Sesungguhnya setiap lembaran batik menyimpan kisah tentang manusia, lingkungan, tradisi, juga sejarah sebuah komoditas yang pernah berjaya ratusan tahun lalu.
Apalagi satu dekade yang lalu, secara resmi, Batik Indonesia telah ditetapkan sebagai Warisan Kemanusiaan untuk Budaya Lisan dan Non-Bendawi pada 2 Oktober 2009 oleh UNESCO. Dan pada tanggal itu pula, kini, kita merayakan Hari Batik Nasional.
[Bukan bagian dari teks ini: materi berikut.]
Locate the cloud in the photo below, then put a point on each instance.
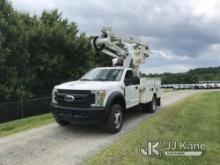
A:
(180, 33)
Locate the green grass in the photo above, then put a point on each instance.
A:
(12, 127)
(194, 120)
(167, 90)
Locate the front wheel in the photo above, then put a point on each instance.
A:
(114, 120)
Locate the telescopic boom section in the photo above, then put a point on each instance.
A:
(126, 51)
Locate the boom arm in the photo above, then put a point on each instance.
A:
(127, 51)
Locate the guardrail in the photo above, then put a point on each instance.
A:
(24, 108)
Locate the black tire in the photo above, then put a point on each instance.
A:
(114, 124)
(62, 123)
(150, 107)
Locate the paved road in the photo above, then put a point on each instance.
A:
(53, 144)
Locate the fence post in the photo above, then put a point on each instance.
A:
(22, 109)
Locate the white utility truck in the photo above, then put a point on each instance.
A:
(103, 94)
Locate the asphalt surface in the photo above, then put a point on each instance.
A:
(54, 144)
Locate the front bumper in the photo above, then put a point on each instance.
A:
(87, 115)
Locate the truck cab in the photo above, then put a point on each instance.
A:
(102, 95)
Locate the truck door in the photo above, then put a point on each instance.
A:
(131, 90)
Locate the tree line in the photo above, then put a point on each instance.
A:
(38, 52)
(191, 77)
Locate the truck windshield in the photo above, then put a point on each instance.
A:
(103, 75)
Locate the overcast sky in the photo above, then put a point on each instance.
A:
(183, 34)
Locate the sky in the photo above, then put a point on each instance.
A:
(182, 34)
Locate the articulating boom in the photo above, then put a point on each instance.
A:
(127, 51)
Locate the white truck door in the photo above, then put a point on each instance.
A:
(131, 90)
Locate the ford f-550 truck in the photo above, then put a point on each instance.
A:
(103, 94)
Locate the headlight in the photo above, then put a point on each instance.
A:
(53, 96)
(99, 98)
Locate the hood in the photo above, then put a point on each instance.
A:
(87, 85)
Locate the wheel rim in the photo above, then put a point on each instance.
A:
(117, 119)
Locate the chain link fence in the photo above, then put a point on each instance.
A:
(24, 108)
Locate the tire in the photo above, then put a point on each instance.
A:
(114, 121)
(150, 107)
(62, 123)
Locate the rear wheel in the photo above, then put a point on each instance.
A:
(151, 106)
(114, 120)
(62, 123)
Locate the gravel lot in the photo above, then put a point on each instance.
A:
(53, 144)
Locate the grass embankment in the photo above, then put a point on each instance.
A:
(194, 120)
(12, 127)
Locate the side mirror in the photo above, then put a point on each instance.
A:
(135, 80)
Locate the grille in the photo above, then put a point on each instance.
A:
(81, 98)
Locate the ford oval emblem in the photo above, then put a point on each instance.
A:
(69, 98)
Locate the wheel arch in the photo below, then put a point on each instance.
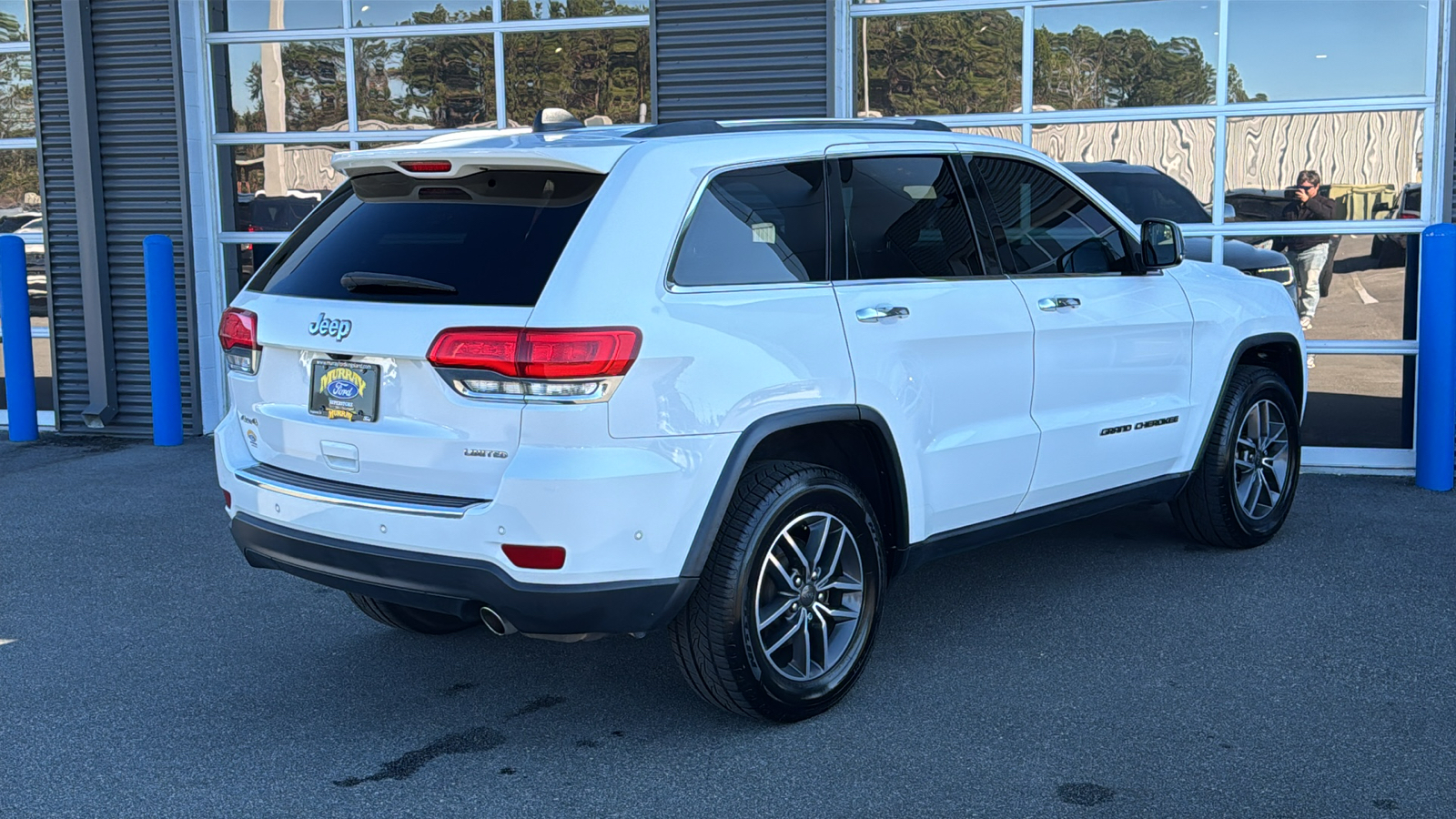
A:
(827, 436)
(1279, 351)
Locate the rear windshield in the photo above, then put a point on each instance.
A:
(491, 238)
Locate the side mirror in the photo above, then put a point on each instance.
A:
(1162, 244)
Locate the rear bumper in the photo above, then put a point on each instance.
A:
(460, 586)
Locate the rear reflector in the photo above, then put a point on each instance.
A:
(539, 353)
(536, 557)
(426, 167)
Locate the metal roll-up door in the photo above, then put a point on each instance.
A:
(724, 58)
(140, 181)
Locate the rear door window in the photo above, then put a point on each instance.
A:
(906, 217)
(1050, 228)
(757, 227)
(491, 238)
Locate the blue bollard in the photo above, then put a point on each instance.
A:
(15, 329)
(162, 341)
(1436, 361)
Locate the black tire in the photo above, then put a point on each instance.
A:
(717, 637)
(410, 618)
(1212, 508)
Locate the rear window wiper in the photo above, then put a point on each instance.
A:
(364, 280)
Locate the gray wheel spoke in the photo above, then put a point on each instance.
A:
(800, 625)
(781, 611)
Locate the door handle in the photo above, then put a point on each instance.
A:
(1053, 302)
(881, 312)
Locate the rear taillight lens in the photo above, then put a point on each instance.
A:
(238, 332)
(426, 167)
(536, 557)
(538, 363)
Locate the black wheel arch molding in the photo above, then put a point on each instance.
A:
(897, 530)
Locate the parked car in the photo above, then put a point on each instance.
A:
(582, 383)
(1259, 205)
(1145, 193)
(1390, 249)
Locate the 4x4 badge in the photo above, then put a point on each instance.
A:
(337, 329)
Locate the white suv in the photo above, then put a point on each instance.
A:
(730, 379)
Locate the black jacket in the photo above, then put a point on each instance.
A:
(1320, 207)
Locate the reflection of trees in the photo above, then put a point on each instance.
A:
(312, 85)
(928, 65)
(970, 63)
(16, 96)
(543, 9)
(586, 72)
(1118, 69)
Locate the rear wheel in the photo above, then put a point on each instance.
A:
(1245, 481)
(410, 618)
(784, 614)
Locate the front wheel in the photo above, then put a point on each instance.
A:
(784, 614)
(1244, 486)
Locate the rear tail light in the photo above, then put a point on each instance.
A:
(238, 332)
(536, 363)
(426, 167)
(536, 557)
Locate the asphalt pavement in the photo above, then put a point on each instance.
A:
(1099, 669)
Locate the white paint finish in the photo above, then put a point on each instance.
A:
(1121, 358)
(592, 500)
(424, 426)
(954, 382)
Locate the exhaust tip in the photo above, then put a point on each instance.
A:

Kita bisa saja berbangga dengan penetapan batik sebagai warisan dunia, lalu menggunakannya setiap kali merayakannya, akan tetapi bagaimana kita memaknai setiap batik yang kita punya dan kenakan itu?
Oleh sebab itu, perlu dipahami bersama, bahwa batik adalah budaya Nusantara yang berkembang. Seperti halnya kesenian, batik bisa menjadi falsafah, metode, dan produk yang merekam perubahan di masyarakat.
Lantas bagaimana cara Kompasianer memaknai Hari Batik ini? Sudah bisakah masyarakat Indonesia membawa identitas bangsa yang terangkum dalam filosofi batik dengan berkembangnya zaman?
Kini memang popularitas batik semangkin meningkat, hampir setiap daerah memiliki kain khas batik sediri.
Terlebih sudah banyak instansi maupun perusahaan memberlakukan untuk menggunakan batik dalam satu hari dalam satu minggu kerja.
Itu artinya, menurut Kompasianer Misbah Murad, batik tidak lagi dianggap sebagai pakain kuno, tetapi kini menjadi pakaian yang berkelas dan sangat elegan.
Oleh karena itulah setiap kali sedang ada kunjungan ke daerah kala ada tugas pekerjaan, Kompasianer Misbah Murad maupun istrinya pasti akan membeli batik khas daerah tersebut.
"Saat ini malah banyak batik yang dimodifikasi, bahkan banyak yang memadukan dengan hiasan-hiasan, baik itu di hotel, rumah maupun perkantoran, seperti sarung bantal, karpet, sofa dan lain-lain," tulisnya.
Fungsi batik itu, bagi Kompasianer Firman Sulistyo sejatinya sebagai identitas. Identitas masyarakat Indonesia.